The practice of dream archaeology involves reclaiming authentic knowledge of ancestral traditions, including those that may have been buried or suppressed in the course of history, through a combination of careful research, active dreamwork and shamanic journeying across time and between dimensions. The dream archaeologist combines the skills of the shaman, the scholar and the detective.
We let dreams set us assignments. Secrets of the past, of which the waking mind may know nothing or very little, come to us in dreams because we are ready for them, and because the ancestors speak to us. As dream archaeologists, we work with such dreams through focused investigation, tracking that strange word, looking again at the fragments of that figurine.
We also carry our exploration into the dream space, by learning to go back inside a dream, wide awake and conscious, as an archaeological team may penetrate to previously hidden levels of a site, or the inner caves where the great revelations are to be found. I call this technique dream reentry. It is practiced wide awake and conscious, and may be a joint venture by a whole group of active dreamers. We use shamanic drumming to fuel and focus our expeditions, using a dream image as a doorway to harvest more information, open direct dialogue with the ancestors, and go to the deeper levels of reality where the meaning of things can be found.
We are open to the phenomenon that Yeats, with poetic insight, called the “mingling of minds”. This means that when we give our best efforts and passion to our chosen work or study, we draw the support of intelligences beyond the everyday world, including those of past masters in the same field.

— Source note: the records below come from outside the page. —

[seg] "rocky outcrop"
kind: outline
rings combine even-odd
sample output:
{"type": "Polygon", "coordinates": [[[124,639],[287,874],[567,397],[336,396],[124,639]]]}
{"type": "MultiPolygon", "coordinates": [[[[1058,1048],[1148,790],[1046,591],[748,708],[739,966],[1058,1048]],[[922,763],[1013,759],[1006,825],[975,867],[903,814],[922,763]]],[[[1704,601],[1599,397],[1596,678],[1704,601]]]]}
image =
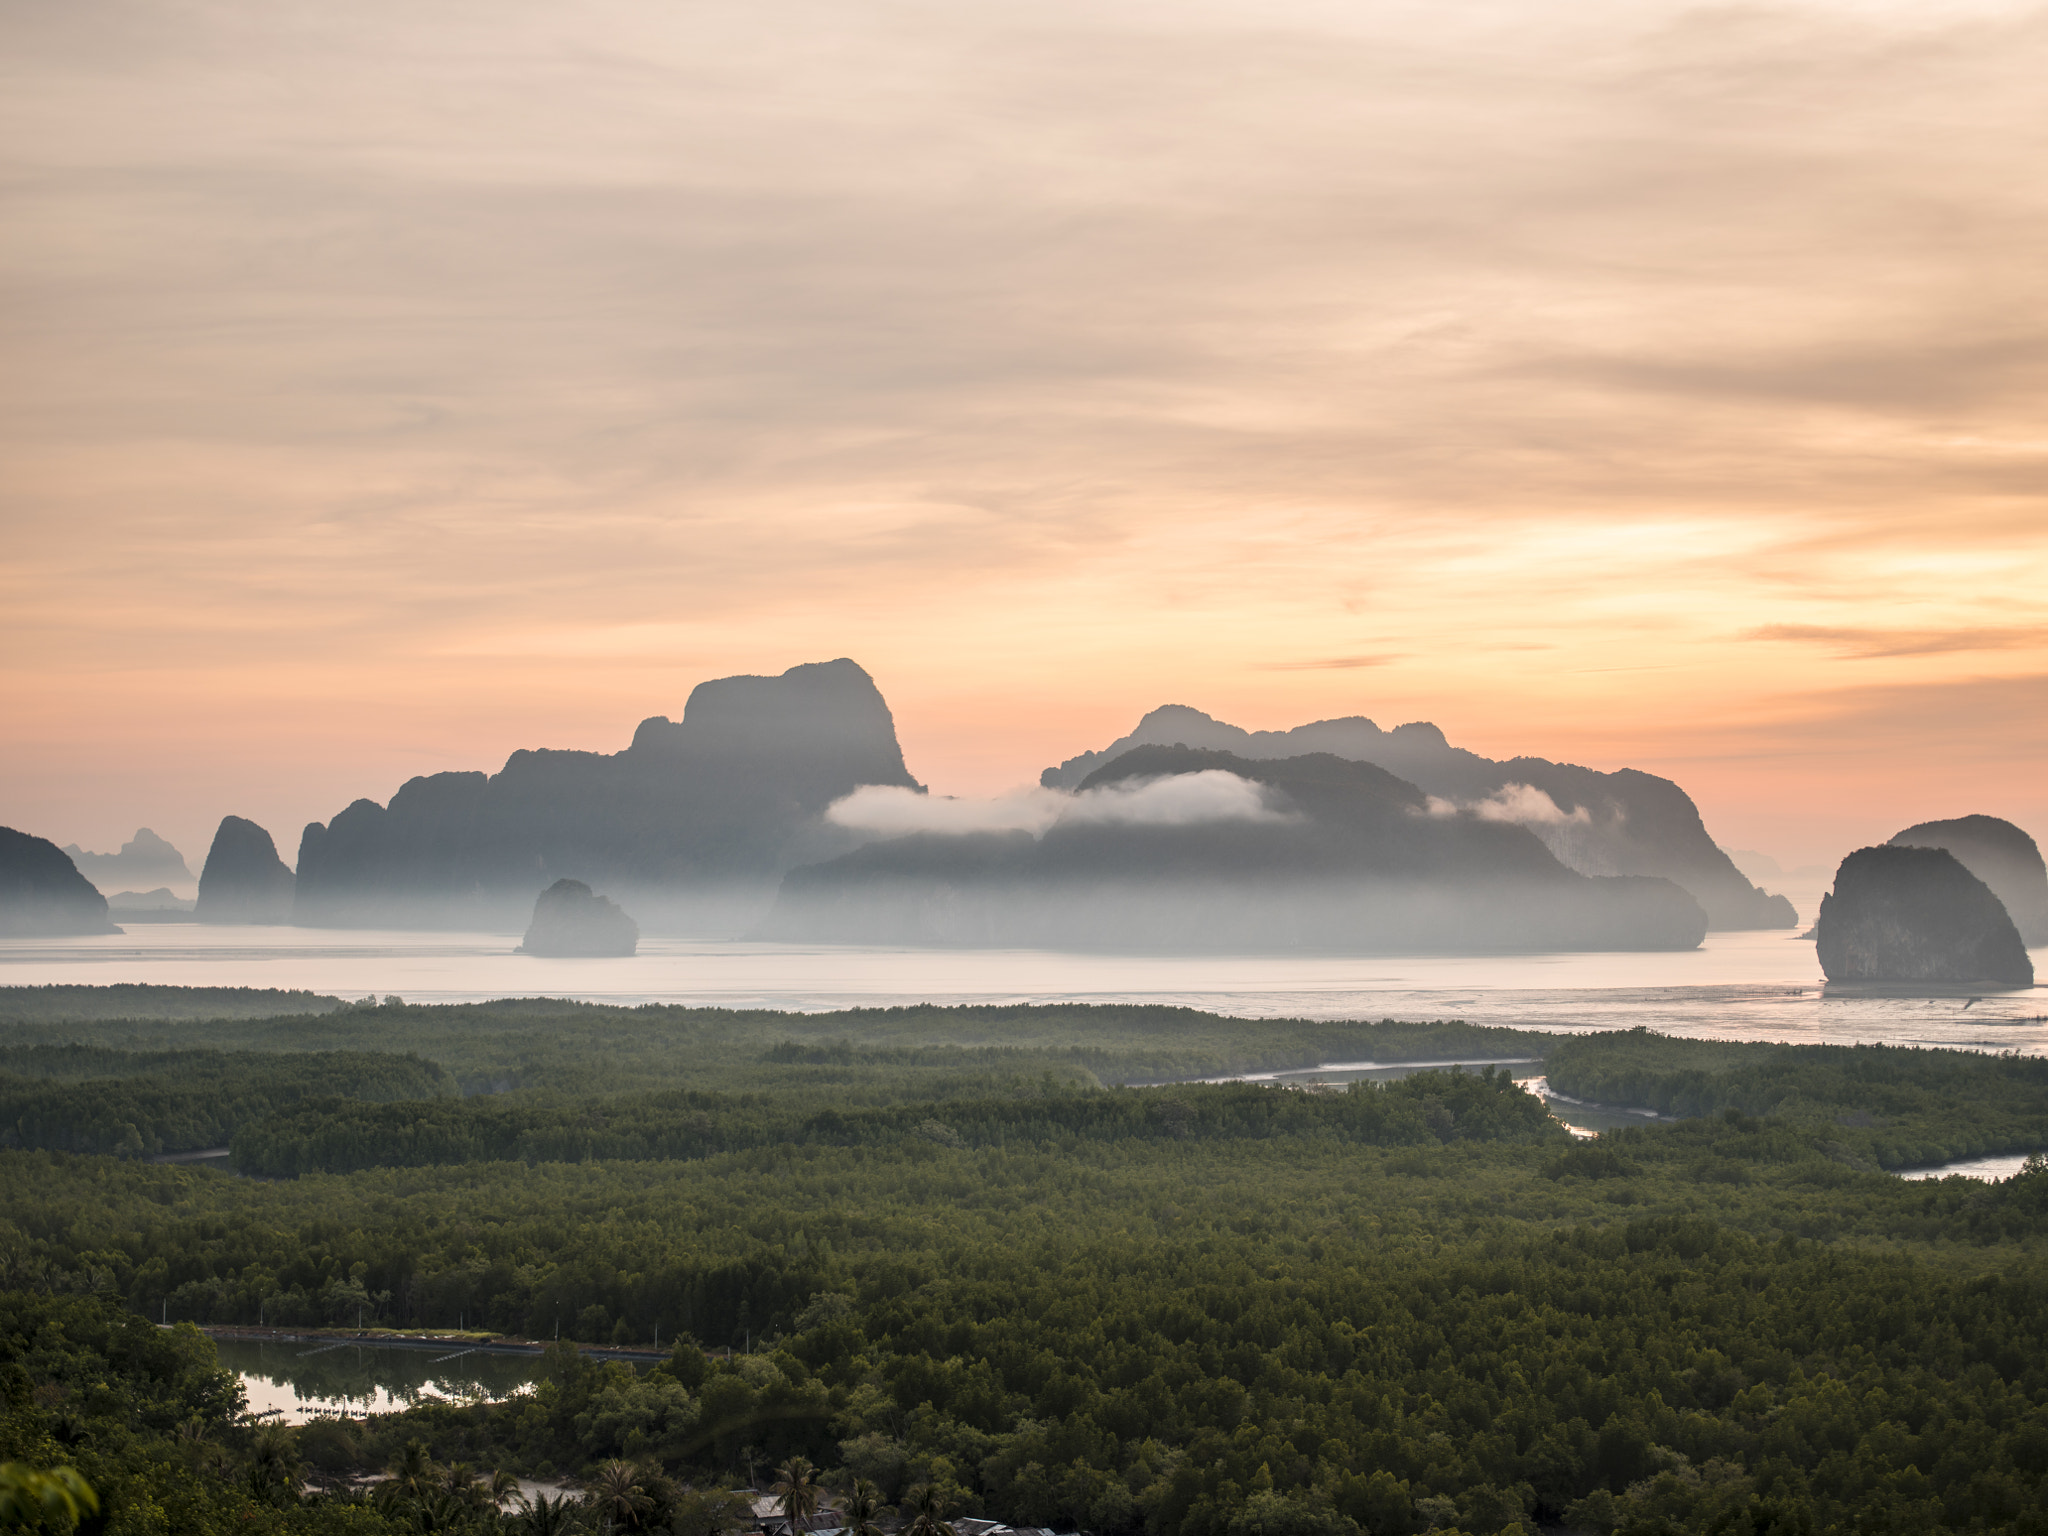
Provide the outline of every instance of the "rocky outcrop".
{"type": "Polygon", "coordinates": [[[1857,849],[1821,898],[1814,938],[1831,982],[2034,983],[2004,903],[1944,848],[1857,849]]]}
{"type": "Polygon", "coordinates": [[[78,872],[103,891],[192,884],[185,856],[147,827],[137,827],[119,853],[87,853],[76,843],[66,843],[64,851],[78,872]]]}
{"type": "Polygon", "coordinates": [[[1042,836],[925,833],[792,870],[763,930],[1350,954],[1691,949],[1705,932],[1699,904],[1669,881],[1577,874],[1528,828],[1432,807],[1370,763],[1189,747],[1142,747],[1098,769],[1042,836]],[[1205,802],[1235,809],[1204,815],[1205,802]]]}
{"type": "Polygon", "coordinates": [[[199,872],[199,921],[288,923],[292,885],[270,834],[240,816],[223,816],[199,872]]]}
{"type": "Polygon", "coordinates": [[[859,666],[720,678],[691,693],[681,721],[641,722],[623,752],[515,752],[496,774],[413,779],[389,805],[358,800],[313,823],[297,921],[511,926],[536,885],[561,877],[643,914],[700,898],[708,913],[749,900],[758,911],[784,870],[857,845],[824,811],[863,784],[920,787],[859,666]]]}
{"type": "Polygon", "coordinates": [[[46,837],[0,827],[0,936],[119,933],[107,900],[46,837]]]}
{"type": "Polygon", "coordinates": [[[615,901],[581,880],[557,880],[533,904],[533,922],[519,943],[522,955],[596,958],[630,955],[640,946],[640,925],[615,901]]]}
{"type": "Polygon", "coordinates": [[[2034,840],[1996,816],[1923,821],[1892,839],[1901,848],[1946,848],[1991,887],[2029,947],[2048,944],[2048,865],[2034,840]]]}
{"type": "Polygon", "coordinates": [[[1699,808],[1669,779],[1633,768],[1603,773],[1540,757],[1497,762],[1452,746],[1442,731],[1422,722],[1387,731],[1353,715],[1289,731],[1247,731],[1169,704],[1102,751],[1046,769],[1039,782],[1072,789],[1134,747],[1172,745],[1251,759],[1328,752],[1372,763],[1424,794],[1527,826],[1580,874],[1651,875],[1682,885],[1706,910],[1712,928],[1791,928],[1798,922],[1791,902],[1750,884],[1715,846],[1699,808]]]}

Dream archaeology guided my research and writing, at every turning, in the creation of the three novels that comprise my Cycle of the Iroquois - Fire Along the Sky, The Firekeeper and The Interpreter - and in the retelling of Iroquois cosmology and the reclaiming of ancestral methods of shamanic dreaming in my nonfiction Dreamways of the Iroquois.
Last night I spoke in the presence of the Four American Kings - portraits by Jan Verelst of three Mohawk chiefs, and a Mahican, who were received like visiting sovereigns when they sailed to England in 1710 and were received by Queen Anne. I found myself dreaming into the life of one of them in the late 1980s. His name was Sayenqueraghta, a name I translated as Vanishing Smoke. A Mohawk of the Bear Clan, he was the grandfather of Joseph and Molly Brant. His dreaming and his war magic are reflected in the extraordinary tatttoos on his face and chest, meticulously copied by the Dutch artist, who must have wondered at their meaning and perhaps at their energy as the Mohawk posed in the typical posture of an Old World grandee.
In my novel The Interpreter, I describe the London experiences of Vanishing Smoke and the Mohawk war leader and skilled politician called Hendrick by the Dutch and the English from their own perspective. This includes the shock of finding themselves in a roiling city of over 700,000 people, when the largest city they had previously seen (Boston) had a population of only 5,000, and the Mohawk population on traditional Mohawk land had fallen to just 580 thanks to smallpox and flight to Canada.
The historian in me required me to check every detail in the historical records of the trip. The dreamer and novelist in me then enabled me to add what is not in the documents - for example, how a Bear Clan Mohawk might respond to the torment of a chained bear being mauled by attack dogs for the pleasure of gamblers, when the four "kings" were taken to a bear pit in Hockley-in-the-Hole for what the Englishmen of the time considered fine entertainment.
Fire Along the Sky and The Firekeeper are now available in handsome new editions from Excelsior Editions, an imprint of the State University of New York Press. A new edition of The Interpreter, with Vanishing Smoke on the cover, will be published by Excelsior in February 2012.